El apóstol Pablo planteó la cuestión de cómo alguien puede creer en Cristo, si no ha oído hablar de él. De hecho, nadie será salvo o perdido en su ignorancia. Las Escrituras enseñan que nadie será destruido en lo que el Revelador describe como la “segunda muerte” hasta que haya tenido una plena oportunidad de creer y obedecer a través de un claro conocimiento de la verdad. Para lograr este fin, el plan de Dios prevé un despertar de todos los que duermen el sueño de la muerte. Pablo se refiere a este despertar cuando dice que es la voluntad de Dios que todos “sean salvos” —no salvos eternamente, sino salvos del sueño de la muerte, a fin de que puedan llegar a un conocimiento de la verdad, sobre todo la verdad sobre el don de Dios de su Hijo para ser su Redentor. Pero la vida eterna será disfrutada sólo por aquellos que “creen” en él después de ser iluminados. Este límite de la gracia de Dios se expresa claramente en Juan 3:16, que dice: “Porque tanto amó Dios al mundo, que dio a su Hijo unigénito, para que todo aquel que en él cree no se pierda, mas tenga vida eterna”.

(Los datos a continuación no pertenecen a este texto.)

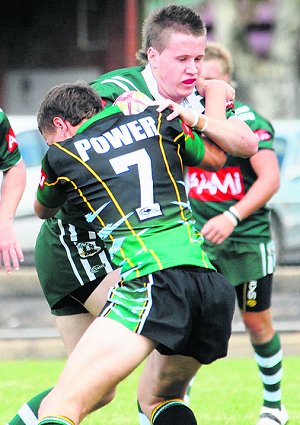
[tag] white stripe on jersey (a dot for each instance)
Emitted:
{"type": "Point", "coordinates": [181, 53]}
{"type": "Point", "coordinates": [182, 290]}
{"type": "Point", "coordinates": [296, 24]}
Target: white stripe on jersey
{"type": "Point", "coordinates": [193, 101]}
{"type": "Point", "coordinates": [61, 238]}
{"type": "Point", "coordinates": [27, 415]}
{"type": "Point", "coordinates": [149, 303]}
{"type": "Point", "coordinates": [118, 83]}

No nos toca conjeturar con respecto a si serán muchos o pocos quienes lleguen a rechazar la gracia de Dios durante el milenio, cuando el mensaje de verdad cubrirá toda la tierra. Las condiciones presentes no nos dan margen para formar un criterio sobre el particular por cuanto el presente mundo malo está cegado y se encuentra bajo la influencia de Satanás, el gran engañador.

Pero a principios del reino en el cual el ladrón en la cruz pidió al Señor ser recordado, Satanás será atado. (Apoc. 2: 1, 2). La llegada del Mesías al poder se describe por el profeta como la salida del sol; el nuevo Rey de la tierra recibe el nombre de “Sol de Justicia” y se nos dice que se levantará para esparcir salud, vida y gozo por medio de sus rayos, dispersando las nieblas de la superstición y de la ignorancia, e instruyendo a todos por medio del verdadero evangelio del amor de Dios. Ese será el tiempo en que cuantos deseen tendrán una verdadera oportunidad de probar su lealtad a los divinos principios de justicia, ejemplificados en lo dispuesto para el funcionamiento del reino mesiánico, y todos tendrán la oportunidad de obtener la vida eterna en ese paraíso terrenal.

Ese será el Reino de Dios, y su voluntad será hecha en la tierra como se hace en el cielo. Cristo reinará como representante de su Padre, hasta que haya abolido todo dominio y toda autoridad y poder antagónicos, y hasta que toda rodilla se doble ante él, y toda lengua confiese la sabiduría, la justicia, el amor, y el supremo poder del Dios Eterno.